Que país é esse que sofre entre a incúria dos políticos, a ganância dos chefes e a corrupção dos egoístas para ascender ainda assim, fazer-se ouvir ainda assim, e consubstanciar ainda assim as esperanças de centralidade e influência do hemisfério sul? Que Brasil é esse que cresce apesar da incapacidade esterilizadora da classe política e da conspiração dos que parecem apostados em prendê-lo à subalternidade e à cobiça das grandes companhias anglo-saxónicas? É um jovem de braço forte, mas espírito corrompido por décadas de mentira, de falsificação, de vitimização sem sentido, de mitificação do seu passado de grandeza e ocultação da sua identidade portuguesa. De todos os desafios com que se confronta a nação brasileira, nenhum é mais feroz no ódio ou perigoso nas implicações que a redução da História do Brasil à rejeição da sua portugalidade.

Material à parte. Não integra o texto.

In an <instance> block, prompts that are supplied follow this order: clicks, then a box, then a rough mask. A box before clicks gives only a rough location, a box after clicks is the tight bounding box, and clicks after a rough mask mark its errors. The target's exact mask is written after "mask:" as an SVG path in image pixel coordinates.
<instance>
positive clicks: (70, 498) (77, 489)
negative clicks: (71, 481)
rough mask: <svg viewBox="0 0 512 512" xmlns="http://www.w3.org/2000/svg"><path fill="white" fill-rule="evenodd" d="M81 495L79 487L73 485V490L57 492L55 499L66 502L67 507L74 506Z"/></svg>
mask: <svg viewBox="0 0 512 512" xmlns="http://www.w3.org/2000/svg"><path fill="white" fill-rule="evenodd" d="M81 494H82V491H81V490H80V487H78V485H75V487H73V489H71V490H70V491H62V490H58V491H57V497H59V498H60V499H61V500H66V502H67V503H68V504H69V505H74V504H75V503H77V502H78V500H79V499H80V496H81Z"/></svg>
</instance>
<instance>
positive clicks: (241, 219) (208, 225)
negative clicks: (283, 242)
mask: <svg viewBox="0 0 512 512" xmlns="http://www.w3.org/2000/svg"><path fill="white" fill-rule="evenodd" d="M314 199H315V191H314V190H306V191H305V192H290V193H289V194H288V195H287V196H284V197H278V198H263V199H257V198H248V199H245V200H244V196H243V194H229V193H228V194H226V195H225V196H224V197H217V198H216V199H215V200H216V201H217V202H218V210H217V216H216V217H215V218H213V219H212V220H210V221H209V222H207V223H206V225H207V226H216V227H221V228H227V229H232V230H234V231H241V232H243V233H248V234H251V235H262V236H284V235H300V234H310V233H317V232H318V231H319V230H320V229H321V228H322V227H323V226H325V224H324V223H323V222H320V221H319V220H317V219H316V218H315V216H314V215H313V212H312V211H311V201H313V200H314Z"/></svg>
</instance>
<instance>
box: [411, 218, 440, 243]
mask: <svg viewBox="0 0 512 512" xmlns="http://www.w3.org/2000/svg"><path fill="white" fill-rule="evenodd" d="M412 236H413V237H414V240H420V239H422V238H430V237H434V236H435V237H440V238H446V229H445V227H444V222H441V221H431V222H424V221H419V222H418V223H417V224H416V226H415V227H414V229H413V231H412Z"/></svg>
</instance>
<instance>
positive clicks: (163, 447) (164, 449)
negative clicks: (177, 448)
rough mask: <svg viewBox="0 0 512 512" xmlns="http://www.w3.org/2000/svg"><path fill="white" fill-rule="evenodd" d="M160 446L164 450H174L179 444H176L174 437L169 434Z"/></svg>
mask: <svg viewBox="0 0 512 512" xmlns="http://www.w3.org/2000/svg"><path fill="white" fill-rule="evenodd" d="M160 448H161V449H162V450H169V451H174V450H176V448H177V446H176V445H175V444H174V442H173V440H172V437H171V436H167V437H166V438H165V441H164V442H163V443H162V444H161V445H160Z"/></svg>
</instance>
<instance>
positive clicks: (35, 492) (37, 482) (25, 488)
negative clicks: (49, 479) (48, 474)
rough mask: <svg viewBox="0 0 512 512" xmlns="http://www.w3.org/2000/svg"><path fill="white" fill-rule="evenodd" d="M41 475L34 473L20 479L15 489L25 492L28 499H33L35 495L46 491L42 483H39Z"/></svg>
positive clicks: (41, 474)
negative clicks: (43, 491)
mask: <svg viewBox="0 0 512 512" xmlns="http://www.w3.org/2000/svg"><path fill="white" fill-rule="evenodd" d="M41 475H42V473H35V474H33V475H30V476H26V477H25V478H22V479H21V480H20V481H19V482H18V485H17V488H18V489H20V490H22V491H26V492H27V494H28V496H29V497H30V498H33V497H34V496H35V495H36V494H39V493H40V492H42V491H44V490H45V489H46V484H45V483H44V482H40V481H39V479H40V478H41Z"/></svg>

O que é, pois, o Brasil? Um Portugal maior, um gigante descoberto, desbravado e construído pela aliança entre a espada do bandeirante e a cruz do missionário. Não tem duzentos anos, mas quinhentos; não foi colónia, mas Portugal americano; não foi objecto, mas agente da História e verdadeiro centro de acção e decisão. O Brasil real, filho desse império que se estendia do sertão americano às costas escarpadas do Japão, em tudo difere da caricatura anti-portuguesa - e, crucialmente, anti-brasileira - que lhe faz a historiografia moderna. O Brasil que imaginam votado ao embrutecimento era casa de incontáveis escolas e colégios. Era berço de artistas de toda a sorte, de escultores e arquitectos - veja-se o brilhante Aleijadinho - a homens das ciências como Lacerda e Almeida, o intrépido descobridor da entranhas de África. Foi, ainda, como recordam Salvador Correia de Sá ou Alexandre de Gusmão, berço de tantos dos estadistas e capitães que fizeram e preservaram o império. E não foi o Brasil destinação do padre Vieira, o imperador das nossas letras? Dizem-no colónia, querendo humilhá-lo por haver sido português, mas não sabem que os direitos das cidades do Brasil eram os de Lisboa e do Porto, que as suas instituições políticas - os Senados das Câmaras, as Casas dos Vinte e Quatro - eram as do Portugal europeu?
Ao separar-se da terra-mãe, expulso que foi dela pelo radicalismo centralizador dos liberais de 1820, percebeu o Brasil o quanto era português, e português se manteve na independência. Fez-se república no momento da secessão, expulsou os Braganças, disse-os estrangeiros? Não, deu-lhes a sua coroa recém-forjada. Fez guerra, como todos os seus pares americanos de língua espanhola ou inglesa, aos símbolos do pai europeu? Não, adoptou-os como seus e colocou-os nas suas suas armas. Tão português é o Brasil que o estandarte da sua independência política - o da esfera armilar e da cruz de Cristo - é também o da continuidade espiritual e sentimental com Portugal. Nem a lei, que continuou a ser a portuguesa - as antigas Ordenações Filipinas, ainda em vigor à data da separação - abandonou de imediato, nem as grandes instituições do Estado demoliu, limitando-se a fazer "imperial" e "brasileiro" o que antes fora "real" e "português". Esta é a verdade do sangue do Brasil, da carne do Brasil, do espírito do Brasil. Esta é verdade do que é essa grande nação emergente: um Portugal continuado na América, um Brasil que só pode continuar brasileiro - e que só terá como salvar-se da americanização cruel que hoje lhe impõem - se mantiver forte a sua identidade portuguesa. Reavivá-la é a missão sagrada de todos os patriotas do Brasil.